Yuri Milner, the brains behind the Breakthrough Listen initiative (a 10-year, $100 million alien-seeking project which was even supported by Stephen Hawking), surveyed 1,327 stars in Earth’s backyard to see if E.T. was phoning home from any of their orbiting planets. It was an exhaustive search. Unfortunately, Milner and his team of international scientists just couldn't detect any signals. Nothing even went to E.T.’s voicemail.
Before you start thinking that the vast universe we’re floating in is totally devoid of any other life-forms, that number of stars only seems huge. The team's behemoth search that was recently published online is actually just the beginning. Maybe there was too much radio interference from our own planet. We also have no idea if we’re searching at the right frequencies, because aliens trying to get in touch could be using something that is totally incomprehensible to us.
“Together with other recent work from the resurgent SETI (Search for ExtraTerrestrial Intelligence) community, we are beginning to put rigorous and clearly defined limits on the behavior of advanced life in the universe,” said US Berkeley astrophysicist Danny Price and colleagues in a paper detailing the search results, published in The Astrophysical Journal. “We note that significant additional observational and theoretical work remains to be done before we are able to make general statements about the prevalence of technologically capable species.”

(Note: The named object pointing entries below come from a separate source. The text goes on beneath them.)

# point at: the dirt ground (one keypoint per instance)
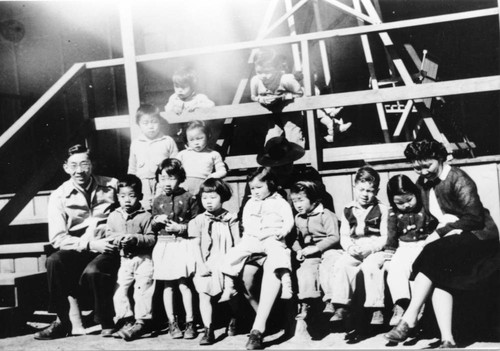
(275, 340)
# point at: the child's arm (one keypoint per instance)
(220, 167)
(392, 231)
(288, 220)
(132, 160)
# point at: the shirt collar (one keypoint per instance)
(445, 171)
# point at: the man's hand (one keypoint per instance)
(103, 245)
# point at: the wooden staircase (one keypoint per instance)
(23, 284)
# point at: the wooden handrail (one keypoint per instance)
(417, 91)
(373, 28)
(67, 78)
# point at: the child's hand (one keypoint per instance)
(161, 219)
(310, 250)
(202, 270)
(129, 241)
(300, 255)
(173, 227)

Milner’s team of researchers focused on stars within 160 light-years of Earth—the most massive publication of SETI data ever, but that's nothing when you realize there could be creatures transmitting signals from billions of light-years away. They covered a greater bandwidth than anyone has so far, and also used more advanced technology than previous efforts. The team also unearthed many signals that seemed extraterrestrial until they realized their origin was in things like satellites or radio waves from the home planet.

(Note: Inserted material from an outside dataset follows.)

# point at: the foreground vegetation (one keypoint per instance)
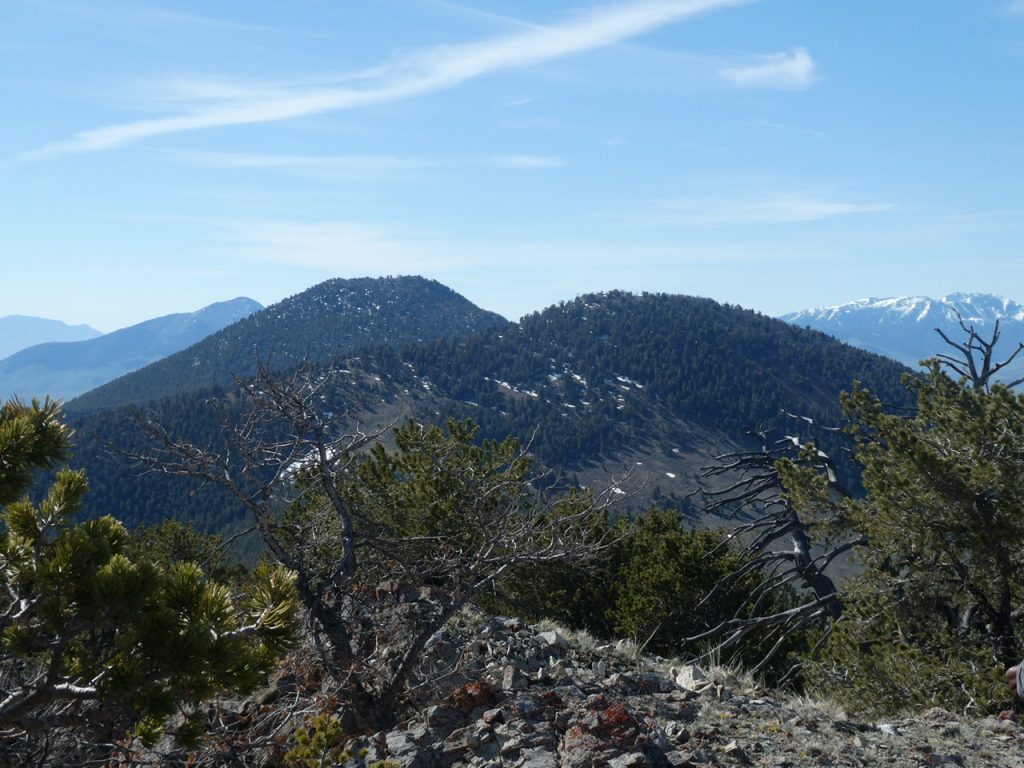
(111, 638)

The stars were observed at frequencies ranging from 1.10 to 3.45 GHz. An Hz (hertz) is a single unit of frequency, and just one GHz (gigahertz) is equal to one billion Hz, and we have no idea what kind of frequencies a species that is still unknown to us may be using. Some stars that had been observed before were re-analyzed. The entire list of stars can be found right here.

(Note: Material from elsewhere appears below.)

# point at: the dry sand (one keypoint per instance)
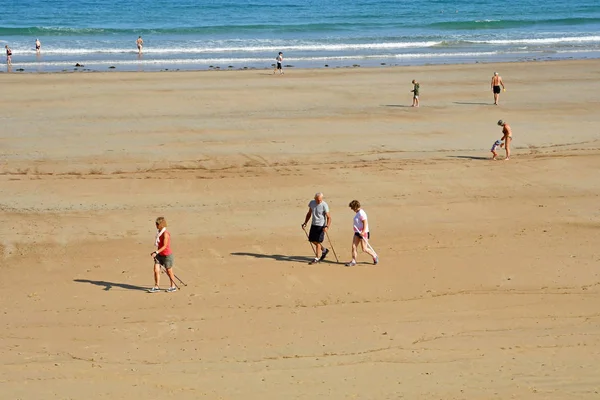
(488, 285)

“Our analysis is currently confined to only spectrally narrow drifting signals using our highest resolution data product,” Price and his team said, also noting that in the future, SETI scientists will be covering even larger bandwidths and using higher-res tech to detect signals.
Breakthrough Listen is hardly done yet. It’s the highest level of “SETI search strategies and capabilities” that boosts the abilities of existing radio telescopes, as the paper stated, and only just took off in 2016.
Meaning, the truth could still out there.